Clydesdale Bank’s parent National Australia Bank (NAB) announced yesterday that the lender could be valued at up to nearly £2.1 billion in next month’s planned stock market flotation.
The upper price is £400 million lower than a previous expected valuation of up to £2.5bn. But analysts said that NAB did not want to over-price the issue of shares in Clydesdale and its sister operation Yorkshire Bank amid renewed stock market volatility since the start of 2016.
NAB has priced shares in the Glasgow-based group at between 175p and 235p ahead of the initial public offering (IPO). That implies a multiple of book value of 0.56 to 0.76 times, and would value the floated business at between £1.54bn and £2.07bn.

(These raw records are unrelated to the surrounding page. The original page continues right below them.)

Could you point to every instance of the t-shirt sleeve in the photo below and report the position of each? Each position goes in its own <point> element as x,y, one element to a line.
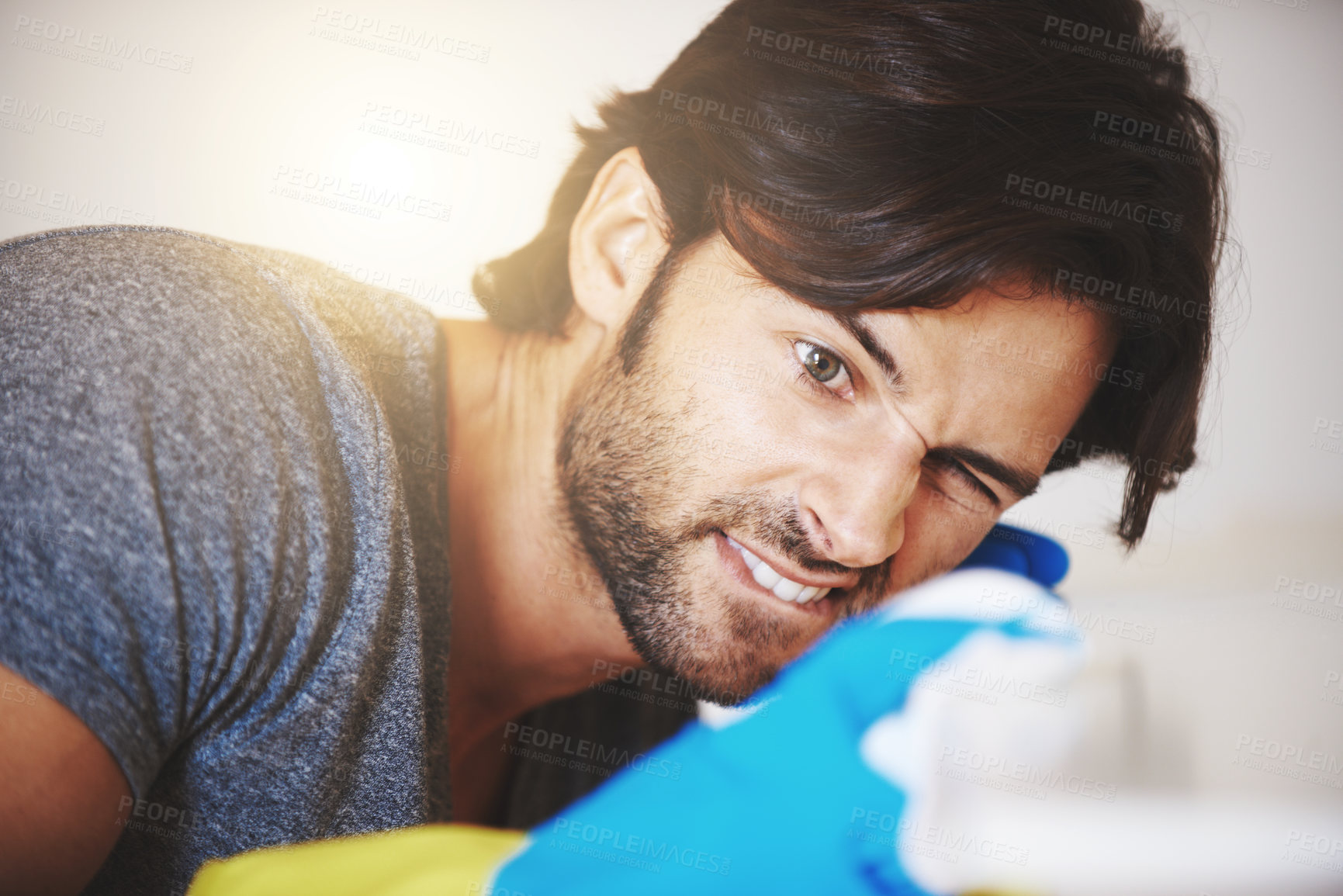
<point>167,486</point>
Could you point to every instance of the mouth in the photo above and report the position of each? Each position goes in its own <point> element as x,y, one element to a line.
<point>764,580</point>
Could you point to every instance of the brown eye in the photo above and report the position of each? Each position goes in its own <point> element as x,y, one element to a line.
<point>822,365</point>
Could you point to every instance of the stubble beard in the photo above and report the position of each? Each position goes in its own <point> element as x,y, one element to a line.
<point>624,455</point>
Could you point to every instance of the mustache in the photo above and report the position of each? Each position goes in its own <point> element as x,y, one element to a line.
<point>777,524</point>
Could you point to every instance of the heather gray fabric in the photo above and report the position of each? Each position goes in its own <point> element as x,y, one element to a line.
<point>223,536</point>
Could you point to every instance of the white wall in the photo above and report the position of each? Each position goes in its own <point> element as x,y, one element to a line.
<point>249,93</point>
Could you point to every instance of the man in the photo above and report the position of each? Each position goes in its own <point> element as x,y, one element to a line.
<point>747,382</point>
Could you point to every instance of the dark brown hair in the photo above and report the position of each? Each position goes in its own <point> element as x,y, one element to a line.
<point>900,154</point>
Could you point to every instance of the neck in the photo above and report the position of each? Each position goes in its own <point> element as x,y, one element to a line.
<point>529,614</point>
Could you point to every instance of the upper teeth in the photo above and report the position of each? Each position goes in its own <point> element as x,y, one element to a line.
<point>771,579</point>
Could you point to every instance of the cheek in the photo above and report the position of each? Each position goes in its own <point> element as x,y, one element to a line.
<point>939,535</point>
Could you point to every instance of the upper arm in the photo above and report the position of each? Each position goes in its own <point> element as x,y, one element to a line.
<point>62,795</point>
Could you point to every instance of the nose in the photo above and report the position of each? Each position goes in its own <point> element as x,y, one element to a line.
<point>854,504</point>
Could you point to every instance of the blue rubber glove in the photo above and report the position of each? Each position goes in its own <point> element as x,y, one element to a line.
<point>784,800</point>
<point>1029,554</point>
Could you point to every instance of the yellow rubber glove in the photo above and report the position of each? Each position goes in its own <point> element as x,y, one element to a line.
<point>430,860</point>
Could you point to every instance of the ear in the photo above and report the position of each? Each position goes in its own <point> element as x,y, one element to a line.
<point>617,240</point>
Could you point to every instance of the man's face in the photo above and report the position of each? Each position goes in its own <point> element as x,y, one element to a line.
<point>759,451</point>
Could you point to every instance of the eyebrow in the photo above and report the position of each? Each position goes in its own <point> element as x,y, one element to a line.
<point>1018,480</point>
<point>1021,483</point>
<point>872,344</point>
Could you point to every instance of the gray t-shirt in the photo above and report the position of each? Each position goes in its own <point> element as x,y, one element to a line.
<point>223,536</point>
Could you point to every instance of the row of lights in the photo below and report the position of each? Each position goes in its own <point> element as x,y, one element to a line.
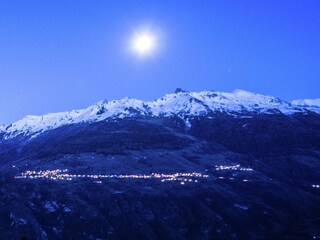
<point>59,174</point>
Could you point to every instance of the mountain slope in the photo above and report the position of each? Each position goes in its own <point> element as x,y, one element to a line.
<point>202,165</point>
<point>183,104</point>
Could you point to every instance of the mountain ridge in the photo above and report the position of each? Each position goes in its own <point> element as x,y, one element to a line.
<point>181,103</point>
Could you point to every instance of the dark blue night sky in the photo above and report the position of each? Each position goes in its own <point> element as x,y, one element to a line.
<point>60,55</point>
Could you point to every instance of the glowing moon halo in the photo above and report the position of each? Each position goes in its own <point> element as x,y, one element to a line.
<point>143,43</point>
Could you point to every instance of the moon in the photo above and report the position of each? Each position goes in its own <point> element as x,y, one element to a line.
<point>143,43</point>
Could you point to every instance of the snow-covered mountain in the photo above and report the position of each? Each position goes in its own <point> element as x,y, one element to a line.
<point>184,104</point>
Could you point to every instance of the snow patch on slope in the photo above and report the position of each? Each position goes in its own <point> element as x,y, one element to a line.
<point>238,103</point>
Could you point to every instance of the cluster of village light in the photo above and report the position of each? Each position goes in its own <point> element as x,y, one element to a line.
<point>183,178</point>
<point>232,167</point>
<point>59,174</point>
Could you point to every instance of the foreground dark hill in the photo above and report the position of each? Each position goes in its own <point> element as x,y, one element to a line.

Richard Hunter, head of equities at broker Hargreaves Lansdown, said: “NAB has been looking for an apposite time to offload Clydesdale, and has finally decided to bite the bullet, possibly due to its requirement to build its own cash buffers.
“Strategically, it appears that Clydesdale has not been a comfortable fit with NAB for some time and it seems to have decided to act sooner rather than later, despite the general caution and volatility surrounding global markets.”
A global marketing roadshow aimed at institutional investors kicked off in London yesterday. Melbourne-based NAB gave itself the option to pull the flotation, even at this late stage.
The blue-chip FTSE-100 index has lost nearly 7 per cent so far in January, partly due to renewed global jitters about the slowdown of the Chinese economy, and the plummeting price of oil to just $27 a barrel yesterday.
The Australian bank said: “NAB may elect not to proceed with the IPO or to only proceed with a partial IPO, in which case NAB will retain a shareholding in CYBG [Clydesdale Yorkshire Banking Group].
“The demerger is not conditional on the IPO proceeding, but the IPO is conditional on the demerger proceeding.” The shares are due to start trading on the London Stock Exchange on 2 February.
Institutional investors are being offered a 25 per cent stake in Clydesdale through the IPO, with NAB shareholders holding the remaining 75 per cent. They will receive one Clydesdale share for every four they hold in the Melbourne-based group.
Last Friday, Clydesdale, led by chief executive David Duffy, gave reassurance over its asset quality and trading ahead of the demerger.
The bank said that lending balances to small firms were stable in the final three months of 2015, as it said it continued to run off its non-core business lending.
Its net interest margin – the difference between what the bank charges on loans and pays on savings, and a key performance indicator for the City – was in line with previous guidance at an annualised 2.2 per cent.